Agribalyse et l’analyse du cycle de vie comme point de départ
Oui, oui il y a de quoi s’y perdre… D’autant plus, que l’Eco-score et le Planet-score ont des similitudes. A commencer par la façon de restituer la note globale. Du A sur fond vert foncé au E sur fond rouge. Le calcul des impacts environnementaux des produits part aussi, dans les deux cas, du même point de départ : Agribalyse, une base de données publique élaborée par l’Ademe et dans laquelle elle a mesuré l’impact environnemental de 2.500 produits alimentaires, en raisonnant en termes d’ Analyse de cycle de vie (ACV). « L’avantage de cette méthode est de chercher à quantifier les impacts environnementaux d’un produit de la fourche à la fourchette, détaille François Martin, directeur général de Yuka (team Eco-score donc). Elle prend donc en compte l’utilisation ou non de pesticides, la consommation d’eau nécessaire à la fabrication, le nombre de kilomètres parcourus jusqu’au consommateur et de nombreux autres facteurs encore. »
Dans Agribalyse, l’ACV est restituée sous la forme d’une note sur 100. Le travail est titanesque, mais a ses limites. « La note est calculée pour une famille de produits – des biscuits au chocolat par exemple- et ne distingue donc pas les différentes marques, poursuit François Martin. Certains impacts ne sont pas pris en compte également ou très peu. L’impact sur la biodiversité par exemple, ou la pollution plastique. »
A chacun sa méthode pour compléter Agribalyse
Il faut donc compléter Agribalyse. L’Eco-Score et Planet-score sont d’accord sur ce point, mais s’opposent sur la façon de le faire. Le premier ajoute à l’ACV par un système de bonus-malus à partir de nouveaux critères : « Les labels (pour mieux différencier les pratiques agricoles), l’origine des ingrédients utilisés, la recyclabilité du produit », liste le directeur général de Yuka.

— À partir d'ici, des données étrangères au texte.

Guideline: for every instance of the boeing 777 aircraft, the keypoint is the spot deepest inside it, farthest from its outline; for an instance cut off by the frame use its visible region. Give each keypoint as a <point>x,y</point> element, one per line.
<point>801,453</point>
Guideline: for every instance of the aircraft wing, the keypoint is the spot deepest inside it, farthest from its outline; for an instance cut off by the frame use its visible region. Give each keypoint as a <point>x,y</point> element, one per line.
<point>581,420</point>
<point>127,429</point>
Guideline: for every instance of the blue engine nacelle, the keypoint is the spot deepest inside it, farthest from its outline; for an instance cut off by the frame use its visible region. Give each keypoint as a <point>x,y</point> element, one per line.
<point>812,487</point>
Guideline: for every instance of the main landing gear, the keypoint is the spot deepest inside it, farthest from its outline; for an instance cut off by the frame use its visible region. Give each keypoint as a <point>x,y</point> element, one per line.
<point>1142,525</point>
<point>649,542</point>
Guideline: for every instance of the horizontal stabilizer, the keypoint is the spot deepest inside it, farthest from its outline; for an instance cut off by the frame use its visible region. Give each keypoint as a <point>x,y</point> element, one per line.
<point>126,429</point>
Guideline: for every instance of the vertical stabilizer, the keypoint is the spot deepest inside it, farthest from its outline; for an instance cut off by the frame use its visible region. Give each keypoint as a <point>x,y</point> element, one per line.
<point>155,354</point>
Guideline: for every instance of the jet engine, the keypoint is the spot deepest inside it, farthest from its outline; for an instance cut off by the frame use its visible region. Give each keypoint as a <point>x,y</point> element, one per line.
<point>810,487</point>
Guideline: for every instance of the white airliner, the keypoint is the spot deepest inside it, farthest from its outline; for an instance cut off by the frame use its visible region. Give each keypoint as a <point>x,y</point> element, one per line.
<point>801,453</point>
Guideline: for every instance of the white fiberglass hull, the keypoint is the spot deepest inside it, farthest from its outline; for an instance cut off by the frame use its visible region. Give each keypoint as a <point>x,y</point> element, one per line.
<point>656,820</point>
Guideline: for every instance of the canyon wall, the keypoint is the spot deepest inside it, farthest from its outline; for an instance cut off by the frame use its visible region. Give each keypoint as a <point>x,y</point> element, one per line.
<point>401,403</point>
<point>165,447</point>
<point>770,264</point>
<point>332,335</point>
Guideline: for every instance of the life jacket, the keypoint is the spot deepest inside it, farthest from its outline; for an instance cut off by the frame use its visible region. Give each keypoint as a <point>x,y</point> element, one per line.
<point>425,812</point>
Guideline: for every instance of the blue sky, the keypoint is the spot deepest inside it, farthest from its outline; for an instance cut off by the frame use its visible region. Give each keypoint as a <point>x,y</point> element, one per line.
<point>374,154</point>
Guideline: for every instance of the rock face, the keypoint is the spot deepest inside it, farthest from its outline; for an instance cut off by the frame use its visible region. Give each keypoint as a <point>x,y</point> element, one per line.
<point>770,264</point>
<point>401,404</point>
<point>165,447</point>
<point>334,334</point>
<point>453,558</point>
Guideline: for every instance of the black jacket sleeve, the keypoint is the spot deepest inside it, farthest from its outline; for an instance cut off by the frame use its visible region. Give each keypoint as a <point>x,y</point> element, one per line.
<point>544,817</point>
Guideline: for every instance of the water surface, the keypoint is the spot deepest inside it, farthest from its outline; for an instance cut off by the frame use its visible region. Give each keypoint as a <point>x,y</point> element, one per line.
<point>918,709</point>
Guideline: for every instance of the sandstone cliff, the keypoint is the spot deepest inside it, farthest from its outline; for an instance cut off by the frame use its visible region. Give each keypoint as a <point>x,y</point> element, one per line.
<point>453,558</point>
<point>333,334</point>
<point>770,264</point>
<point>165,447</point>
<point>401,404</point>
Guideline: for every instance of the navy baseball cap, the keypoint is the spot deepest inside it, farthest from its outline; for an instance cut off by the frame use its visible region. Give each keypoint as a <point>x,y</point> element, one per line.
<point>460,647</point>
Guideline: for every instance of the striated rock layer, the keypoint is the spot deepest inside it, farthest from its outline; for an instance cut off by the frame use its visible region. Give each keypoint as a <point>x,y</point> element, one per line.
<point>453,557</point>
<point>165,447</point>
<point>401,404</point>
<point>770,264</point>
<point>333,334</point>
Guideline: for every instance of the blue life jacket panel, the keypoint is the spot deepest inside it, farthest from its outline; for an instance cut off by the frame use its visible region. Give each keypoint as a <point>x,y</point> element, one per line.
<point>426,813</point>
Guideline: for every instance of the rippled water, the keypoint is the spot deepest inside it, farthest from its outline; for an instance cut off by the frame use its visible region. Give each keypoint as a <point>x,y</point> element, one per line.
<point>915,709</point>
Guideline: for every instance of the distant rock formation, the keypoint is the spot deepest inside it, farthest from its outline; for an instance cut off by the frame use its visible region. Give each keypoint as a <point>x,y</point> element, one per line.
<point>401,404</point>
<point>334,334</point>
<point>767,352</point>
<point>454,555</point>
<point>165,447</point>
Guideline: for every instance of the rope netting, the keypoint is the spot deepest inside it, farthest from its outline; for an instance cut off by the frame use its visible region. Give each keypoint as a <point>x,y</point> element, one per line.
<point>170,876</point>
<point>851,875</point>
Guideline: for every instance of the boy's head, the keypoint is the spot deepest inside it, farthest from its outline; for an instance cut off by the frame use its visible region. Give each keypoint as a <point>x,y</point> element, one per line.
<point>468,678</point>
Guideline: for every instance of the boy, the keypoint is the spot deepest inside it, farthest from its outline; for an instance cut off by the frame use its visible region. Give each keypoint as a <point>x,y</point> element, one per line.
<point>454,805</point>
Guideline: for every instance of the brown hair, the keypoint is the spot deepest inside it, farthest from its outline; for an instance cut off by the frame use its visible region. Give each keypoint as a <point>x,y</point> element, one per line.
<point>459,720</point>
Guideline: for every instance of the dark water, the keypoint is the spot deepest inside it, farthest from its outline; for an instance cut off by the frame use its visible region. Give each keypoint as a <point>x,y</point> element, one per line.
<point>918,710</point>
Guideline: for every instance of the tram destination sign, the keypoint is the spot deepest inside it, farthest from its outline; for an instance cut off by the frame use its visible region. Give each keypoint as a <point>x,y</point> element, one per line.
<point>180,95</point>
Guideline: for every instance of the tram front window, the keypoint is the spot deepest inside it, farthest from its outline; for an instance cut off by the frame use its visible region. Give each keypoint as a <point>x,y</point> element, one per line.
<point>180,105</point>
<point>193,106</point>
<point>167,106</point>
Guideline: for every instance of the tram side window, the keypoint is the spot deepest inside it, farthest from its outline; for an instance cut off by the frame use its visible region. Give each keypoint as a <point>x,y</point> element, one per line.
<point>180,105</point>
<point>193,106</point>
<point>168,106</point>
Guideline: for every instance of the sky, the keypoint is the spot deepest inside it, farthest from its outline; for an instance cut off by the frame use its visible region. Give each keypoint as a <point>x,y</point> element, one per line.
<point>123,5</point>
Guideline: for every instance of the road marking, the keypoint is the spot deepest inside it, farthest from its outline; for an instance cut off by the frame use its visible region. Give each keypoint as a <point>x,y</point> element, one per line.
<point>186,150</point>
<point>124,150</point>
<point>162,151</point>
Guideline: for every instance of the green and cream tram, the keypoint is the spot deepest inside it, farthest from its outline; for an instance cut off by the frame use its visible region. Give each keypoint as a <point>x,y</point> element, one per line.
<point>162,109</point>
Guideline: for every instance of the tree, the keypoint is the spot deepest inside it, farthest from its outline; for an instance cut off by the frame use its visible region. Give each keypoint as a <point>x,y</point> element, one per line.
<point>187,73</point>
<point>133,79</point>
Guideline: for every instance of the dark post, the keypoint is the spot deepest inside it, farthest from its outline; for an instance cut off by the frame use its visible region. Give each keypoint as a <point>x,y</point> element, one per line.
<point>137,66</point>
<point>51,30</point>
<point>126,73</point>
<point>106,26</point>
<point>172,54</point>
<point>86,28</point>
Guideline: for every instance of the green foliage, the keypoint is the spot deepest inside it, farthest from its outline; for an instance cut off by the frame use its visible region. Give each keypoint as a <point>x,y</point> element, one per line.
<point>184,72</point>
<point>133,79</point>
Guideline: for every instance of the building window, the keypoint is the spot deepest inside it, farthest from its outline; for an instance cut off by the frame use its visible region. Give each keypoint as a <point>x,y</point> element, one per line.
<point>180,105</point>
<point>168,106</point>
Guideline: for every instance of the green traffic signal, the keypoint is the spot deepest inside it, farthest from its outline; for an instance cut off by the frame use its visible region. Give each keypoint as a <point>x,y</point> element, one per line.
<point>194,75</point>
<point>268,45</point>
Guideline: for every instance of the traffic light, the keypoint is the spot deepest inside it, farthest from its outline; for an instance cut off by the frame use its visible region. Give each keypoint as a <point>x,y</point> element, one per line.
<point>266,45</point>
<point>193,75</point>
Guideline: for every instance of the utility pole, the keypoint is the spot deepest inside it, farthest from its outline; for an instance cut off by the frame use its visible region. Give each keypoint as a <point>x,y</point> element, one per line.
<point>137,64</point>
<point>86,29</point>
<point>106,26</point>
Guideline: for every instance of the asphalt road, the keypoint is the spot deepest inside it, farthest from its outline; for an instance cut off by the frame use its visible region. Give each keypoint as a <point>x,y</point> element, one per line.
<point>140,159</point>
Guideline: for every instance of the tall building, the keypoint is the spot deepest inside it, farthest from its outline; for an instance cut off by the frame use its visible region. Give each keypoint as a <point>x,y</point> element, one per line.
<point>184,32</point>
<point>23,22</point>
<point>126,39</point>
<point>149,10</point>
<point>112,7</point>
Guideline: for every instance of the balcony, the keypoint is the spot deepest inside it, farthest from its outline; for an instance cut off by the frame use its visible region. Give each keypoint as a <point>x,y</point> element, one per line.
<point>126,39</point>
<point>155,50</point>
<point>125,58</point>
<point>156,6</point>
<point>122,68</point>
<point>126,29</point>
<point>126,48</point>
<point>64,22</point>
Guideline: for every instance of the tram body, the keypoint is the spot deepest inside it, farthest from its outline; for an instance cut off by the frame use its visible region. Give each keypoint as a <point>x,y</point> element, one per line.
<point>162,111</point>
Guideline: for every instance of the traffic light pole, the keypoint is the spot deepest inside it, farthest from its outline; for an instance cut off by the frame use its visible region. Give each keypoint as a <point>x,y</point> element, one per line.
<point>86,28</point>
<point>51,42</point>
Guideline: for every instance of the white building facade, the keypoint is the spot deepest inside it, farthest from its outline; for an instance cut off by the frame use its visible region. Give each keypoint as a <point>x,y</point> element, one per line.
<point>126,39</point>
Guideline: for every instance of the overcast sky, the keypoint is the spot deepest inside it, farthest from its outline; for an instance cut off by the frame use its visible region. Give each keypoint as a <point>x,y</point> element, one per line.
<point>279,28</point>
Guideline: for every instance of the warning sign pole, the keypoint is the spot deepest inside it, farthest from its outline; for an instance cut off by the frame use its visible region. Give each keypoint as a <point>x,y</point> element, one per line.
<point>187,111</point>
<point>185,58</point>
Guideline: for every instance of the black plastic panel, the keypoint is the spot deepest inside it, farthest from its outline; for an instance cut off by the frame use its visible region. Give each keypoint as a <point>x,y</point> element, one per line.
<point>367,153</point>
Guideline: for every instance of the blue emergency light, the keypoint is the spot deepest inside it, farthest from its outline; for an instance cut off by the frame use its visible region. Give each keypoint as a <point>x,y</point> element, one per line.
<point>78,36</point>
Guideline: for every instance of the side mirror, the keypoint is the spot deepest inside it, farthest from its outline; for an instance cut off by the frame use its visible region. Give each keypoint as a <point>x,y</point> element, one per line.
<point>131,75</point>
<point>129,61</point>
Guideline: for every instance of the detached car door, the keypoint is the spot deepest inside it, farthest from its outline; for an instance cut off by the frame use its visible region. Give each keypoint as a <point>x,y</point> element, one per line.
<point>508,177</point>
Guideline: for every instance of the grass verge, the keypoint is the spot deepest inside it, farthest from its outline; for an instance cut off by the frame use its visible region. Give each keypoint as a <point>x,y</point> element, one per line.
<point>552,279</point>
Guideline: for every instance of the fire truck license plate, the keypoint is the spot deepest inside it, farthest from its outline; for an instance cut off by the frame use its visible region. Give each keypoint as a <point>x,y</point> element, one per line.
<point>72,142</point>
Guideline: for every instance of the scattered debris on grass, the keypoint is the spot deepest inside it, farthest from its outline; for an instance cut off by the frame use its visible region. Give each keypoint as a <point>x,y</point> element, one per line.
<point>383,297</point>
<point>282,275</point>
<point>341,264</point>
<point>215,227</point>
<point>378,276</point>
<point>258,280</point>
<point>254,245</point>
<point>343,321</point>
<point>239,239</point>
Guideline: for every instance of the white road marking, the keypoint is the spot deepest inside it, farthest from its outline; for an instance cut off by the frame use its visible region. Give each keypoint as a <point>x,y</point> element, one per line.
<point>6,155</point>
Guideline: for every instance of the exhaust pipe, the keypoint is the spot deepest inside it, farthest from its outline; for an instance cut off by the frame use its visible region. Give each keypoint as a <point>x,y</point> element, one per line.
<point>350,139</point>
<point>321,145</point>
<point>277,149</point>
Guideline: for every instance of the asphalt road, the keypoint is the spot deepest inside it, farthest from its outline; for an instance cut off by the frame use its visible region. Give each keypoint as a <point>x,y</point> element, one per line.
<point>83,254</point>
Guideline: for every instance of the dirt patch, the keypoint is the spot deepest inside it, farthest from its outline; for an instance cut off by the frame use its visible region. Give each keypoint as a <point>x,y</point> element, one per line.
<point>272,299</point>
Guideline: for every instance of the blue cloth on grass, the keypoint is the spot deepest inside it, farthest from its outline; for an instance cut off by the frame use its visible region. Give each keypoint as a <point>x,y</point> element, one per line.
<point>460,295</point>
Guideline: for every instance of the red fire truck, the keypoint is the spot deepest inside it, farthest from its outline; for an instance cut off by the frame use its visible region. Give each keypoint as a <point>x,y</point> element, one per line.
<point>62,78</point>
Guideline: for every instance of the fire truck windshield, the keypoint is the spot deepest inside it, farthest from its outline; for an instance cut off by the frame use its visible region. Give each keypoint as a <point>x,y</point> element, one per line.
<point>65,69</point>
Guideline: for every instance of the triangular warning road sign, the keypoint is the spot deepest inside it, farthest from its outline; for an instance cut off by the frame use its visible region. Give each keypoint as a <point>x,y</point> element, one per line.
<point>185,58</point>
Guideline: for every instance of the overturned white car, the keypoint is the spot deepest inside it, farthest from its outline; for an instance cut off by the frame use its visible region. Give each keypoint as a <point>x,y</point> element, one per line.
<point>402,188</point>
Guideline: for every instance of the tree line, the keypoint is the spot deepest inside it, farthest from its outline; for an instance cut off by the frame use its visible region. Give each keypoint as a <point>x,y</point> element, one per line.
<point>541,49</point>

Bien vu ? « Cette méthode ne permet pas de faire des différences intracatégorie, estime Johanna Tourchaud. Il faut aller plus loin dans la complexité, en reprenant directement certains ACV, c’est-à-dire en y ajoutant de nouveaux critères dans le calcul de la note sur 100. C’est ce que faite le Planet-score. » Une autre différence est sur l’affichage. L’Eco-Score restitue simplement la note globale. Un logo jugé simple, facile à identifier et facile à comprendre.
Trop ? « 72 % d’entre eux souhaiteraient ainsi obtenir davantage d’informations sur la méthodologie de calcul de ce score afin de mieux comprendre ses résultats », indiquait Carrefour, le 30 novembre, dans la restitution de deux études clients portant sur l’Eco-Score. Des précisions qu’apporte justement le Planet-Score. « En dessous de la note globale, on donne l’évaluation du produit dans trois sous-catégories : la biodiversité, les pesticides et le climat (impact carbone), reprend Johanna Tourchaud. Et on y ajoute encore une information sur le mode d’élevage. Ces précisions permettent de mieux comprendre la note globale mais assure également une plus grande transparence. »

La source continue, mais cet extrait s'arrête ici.